Sim, muita gente sem nenhuma base técnica ou teórica chega a brilhantes resultados. Porém, algumas coisas a gente tem que saber, não tem saída. Já estamos cansados de saber que o famoso CD Audio (Red Book) comporta áudio no formato 44.1Khz e 16 bits. Mas parece que ainda não entendemos perfeitamente por que gravamos e mixamos com mais bits do que isso... Parece automático... mas não perfeitamente entendido.
Ainda é comum eu receber projetos para mixagem ou masterização que foram começados em 16 bits! Mês passado, algo pior do que isso aconteceu: gravei, mixei e masterizei um projeto, que seria enviado a uma produtora, pra que a trilha fosse lá encaixada nos diálogos do programa. E eles me solicitaram que a master da trilha fosse em 16 bits! Não faz o menor sentido. Vejamos por quê.
Pra começar, mesmo que o formato do arquivo de áudio ou da sessão seja em 16 bits, o processamento não é. Ou seja, quando inserimos um plug-in, mexemos no fader, no pan, qualquer tipo de processamento normalmente ocorre com uma resolução mais densa do que 16 bits. E então, o áudio deixa de ser de 16 bits e, para voltar a ser ouvido em 16 bits, esses bits excedentes têm que ser truncados (cortados), ou ditherizados (recalculados para caberem em 16bits).
O que eu quero dizer com recalculados? Lembremos que, enquanto no universo analógico o sinal é contínuo, em domínio digital o áudio é codificado em steps ou degraus. Este processo é chamado de quantização. Existem 65.536 degraus de volume em uma palavra digital de 16 bits (8 elevado a 16). Em uma palavra de 24 bits, já existem 16.777.216 possíveis valores ou degraus (8 elevado a 24).
Partindo do princípio de que essa diferença está presente justamente nos volumes mais baixos, áudio no formato de 24 bits tem consideravelmente mais resolução nos detalhes em baixos volumes. Curioso, não? Quando pensamos na diferença de 16 pra 24, não soa tão radical... Mas de 65 mil e pouco para 16 milhões, é bastante diferença! Então meu Deus... por que gravar em 16bits? "Ah, mas o CD não é em 16 bits mesmo?" É. Mas é MUITO mais inteligente carregar o máximo de qualidade, dinâmica (bits) e resposta de frequência (sample rate) até o último estágio da master, quando então, ditherizamos para 16 bits. E então, o que é dither ?

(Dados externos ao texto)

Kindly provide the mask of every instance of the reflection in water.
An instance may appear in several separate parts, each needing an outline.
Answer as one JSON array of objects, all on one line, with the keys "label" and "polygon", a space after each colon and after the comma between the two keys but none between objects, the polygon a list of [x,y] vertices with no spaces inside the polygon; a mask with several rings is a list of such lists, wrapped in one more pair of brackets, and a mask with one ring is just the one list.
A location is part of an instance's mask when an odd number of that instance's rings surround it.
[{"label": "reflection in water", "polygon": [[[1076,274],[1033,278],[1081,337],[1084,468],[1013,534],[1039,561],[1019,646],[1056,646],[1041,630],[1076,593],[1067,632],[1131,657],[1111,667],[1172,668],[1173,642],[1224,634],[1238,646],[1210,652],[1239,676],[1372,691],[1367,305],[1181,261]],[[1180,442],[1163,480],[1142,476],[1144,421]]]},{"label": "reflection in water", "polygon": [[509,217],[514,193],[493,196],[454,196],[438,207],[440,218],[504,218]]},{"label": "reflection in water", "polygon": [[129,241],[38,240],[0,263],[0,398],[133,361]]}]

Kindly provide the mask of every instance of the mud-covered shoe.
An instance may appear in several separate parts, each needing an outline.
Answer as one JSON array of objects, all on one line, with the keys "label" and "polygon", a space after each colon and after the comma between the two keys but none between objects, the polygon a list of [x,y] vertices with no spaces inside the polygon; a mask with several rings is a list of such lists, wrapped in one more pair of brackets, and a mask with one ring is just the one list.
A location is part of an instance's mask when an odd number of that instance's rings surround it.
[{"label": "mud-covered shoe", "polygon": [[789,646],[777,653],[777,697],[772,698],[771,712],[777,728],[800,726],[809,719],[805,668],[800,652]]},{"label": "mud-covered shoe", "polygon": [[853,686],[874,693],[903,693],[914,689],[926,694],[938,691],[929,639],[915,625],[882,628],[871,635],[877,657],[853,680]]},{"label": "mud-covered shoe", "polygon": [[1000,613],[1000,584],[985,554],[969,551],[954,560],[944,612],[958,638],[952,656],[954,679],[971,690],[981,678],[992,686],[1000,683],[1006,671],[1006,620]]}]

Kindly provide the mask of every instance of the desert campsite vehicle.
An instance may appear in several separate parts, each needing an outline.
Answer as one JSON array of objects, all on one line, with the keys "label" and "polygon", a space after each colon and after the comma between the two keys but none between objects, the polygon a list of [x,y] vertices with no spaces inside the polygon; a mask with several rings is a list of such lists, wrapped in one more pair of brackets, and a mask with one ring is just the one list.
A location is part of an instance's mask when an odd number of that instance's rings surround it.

Quando um sinal é convertido para digital, seja de analógico pra digital ou de digital em alta bitagem pra digital com menos bits, ocorre um fenômeno chamado "distorção de quantização". Isso pode acarretar em hamônicos, sub-harmônicos, aliás, intermodulação e vários tipos de danos ao sinal original. Para solucionar esse efeito colateral, ou melhor, defeito, o processo de dither adiciona um ruído randômico em baixíssimo volume, em troca dos problemas mencionados acima. Não, o ruído não serve para mascarar a distorção em baixos volumes, ele realmente a elimina.
Criemos uma situação experimental pra entender o dither: imaginemos um conversor de analógico pra digital bem simples, cujo LSB (least significant bit), ou seja, sua menor resolução seja de 1 volt. Nesse conversor, uma fonte analógica alimentada entre -0.5 e +0.5 volts gera na saída uma palavra digital 0. E uma fonte entre +0.5 e 1.5 volts geram uma palalvra digital 1. Se, sem o uso de dither, aplicamos uma fonte analógica contínua de 0.25 volts, teremos na saída digital do conversor uma seqüência de zeros. Basta lembrar que QUALQUER sinal entre -0.5 e +0.5 volts produzirá um 0 digital (neste exemplo). Ou seja, qualquer informação menor do que o LSB de 1 volt é totalmente perdida, vira 0.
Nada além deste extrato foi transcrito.